|Becoming a Primary School Teacher in Trinidad & Tobago, Part 2: Teaching Practice - Experience of Trainees (CIE, 2000, 54 p.)|
|Chapter 2: Arrangements For Teaching Practice|
Primary school buildings in Trinidad and Tobago are not uniform. At one end of the spectrum are those schools that are dilapidated and in need of serious repair work. These schools have little by way of amenities. At the other end of the spectrum are the schools which were built in the recent past with funding from the Inter-American Development Bank. These schools have separate rooms for the principal and the staff. They also have room for a science laboratory, although some of the schools have converted these rooms into regular classrooms in order to accommodate more pupils. In spite of these differences, one common feature in nearly all the schools is the open classroom. Typically, one class is divided from another by wooden screens or blackboards. In only few cases are there walls separating the various classrooms. In some schools, only a narrow corridor (and not even a blackboard) separates two classes.
The net result of such poor layout of the physical plant is that the noise level in these schools is quite high, as noise from activity in one class is readily augmented by noise from activity in nearby classes. This is the setting in which trainees are expected to learn their craft.
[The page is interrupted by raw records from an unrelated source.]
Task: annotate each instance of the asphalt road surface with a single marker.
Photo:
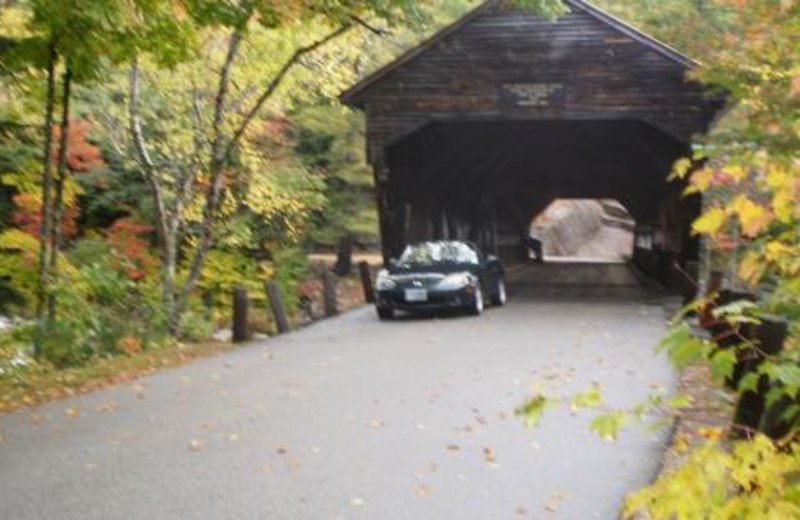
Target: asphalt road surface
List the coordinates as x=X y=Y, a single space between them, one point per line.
x=352 y=419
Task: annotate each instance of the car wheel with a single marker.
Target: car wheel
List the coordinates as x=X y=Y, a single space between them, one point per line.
x=499 y=294
x=385 y=313
x=476 y=308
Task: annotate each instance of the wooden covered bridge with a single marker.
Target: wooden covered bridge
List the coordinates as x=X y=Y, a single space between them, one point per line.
x=474 y=132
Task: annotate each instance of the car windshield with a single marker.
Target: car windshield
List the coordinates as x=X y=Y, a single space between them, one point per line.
x=432 y=253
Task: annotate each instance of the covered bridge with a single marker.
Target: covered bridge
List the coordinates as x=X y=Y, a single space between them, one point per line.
x=474 y=132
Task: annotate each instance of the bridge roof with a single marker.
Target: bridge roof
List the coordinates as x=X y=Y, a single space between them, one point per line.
x=353 y=97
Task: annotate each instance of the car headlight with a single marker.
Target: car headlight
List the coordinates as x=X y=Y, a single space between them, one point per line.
x=384 y=282
x=455 y=281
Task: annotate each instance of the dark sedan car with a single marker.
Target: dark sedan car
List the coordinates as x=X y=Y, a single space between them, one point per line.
x=434 y=276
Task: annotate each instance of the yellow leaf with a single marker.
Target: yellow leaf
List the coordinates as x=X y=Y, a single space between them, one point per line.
x=681 y=168
x=737 y=173
x=751 y=268
x=776 y=249
x=710 y=222
x=753 y=217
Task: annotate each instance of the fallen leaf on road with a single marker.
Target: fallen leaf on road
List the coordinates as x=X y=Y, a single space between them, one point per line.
x=553 y=504
x=423 y=491
x=106 y=407
x=488 y=455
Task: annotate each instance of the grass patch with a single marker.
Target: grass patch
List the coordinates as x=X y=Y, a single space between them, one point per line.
x=42 y=383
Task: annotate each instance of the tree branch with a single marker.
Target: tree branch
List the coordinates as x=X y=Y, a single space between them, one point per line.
x=222 y=93
x=276 y=82
x=145 y=161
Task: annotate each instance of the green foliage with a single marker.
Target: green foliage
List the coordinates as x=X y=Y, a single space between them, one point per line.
x=683 y=347
x=533 y=410
x=330 y=140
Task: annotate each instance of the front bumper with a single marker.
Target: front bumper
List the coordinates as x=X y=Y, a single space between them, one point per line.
x=437 y=300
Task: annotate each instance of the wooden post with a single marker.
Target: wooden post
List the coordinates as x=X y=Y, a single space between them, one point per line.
x=329 y=293
x=752 y=409
x=366 y=282
x=240 y=304
x=278 y=309
x=344 y=256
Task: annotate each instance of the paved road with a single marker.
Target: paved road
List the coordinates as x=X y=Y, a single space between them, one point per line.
x=354 y=419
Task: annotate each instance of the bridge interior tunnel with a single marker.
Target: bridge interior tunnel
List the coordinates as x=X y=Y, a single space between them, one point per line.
x=487 y=180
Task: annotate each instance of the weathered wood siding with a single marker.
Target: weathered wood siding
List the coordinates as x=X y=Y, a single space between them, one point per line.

The school furniture in most schools is also less than desirable. Typically, three or four pupils sit at long, wooden, heavy benches which are a combination of a seat and a desk. These benches are usually packed closely together. This means that there is not much room within which the teacher can move during a lesson. It also means that teachers are limited in the extent to which they can manipulate class furniture to create different learning environments. However, in a few schools, there is enough space to facilitate the rearranging of furniture.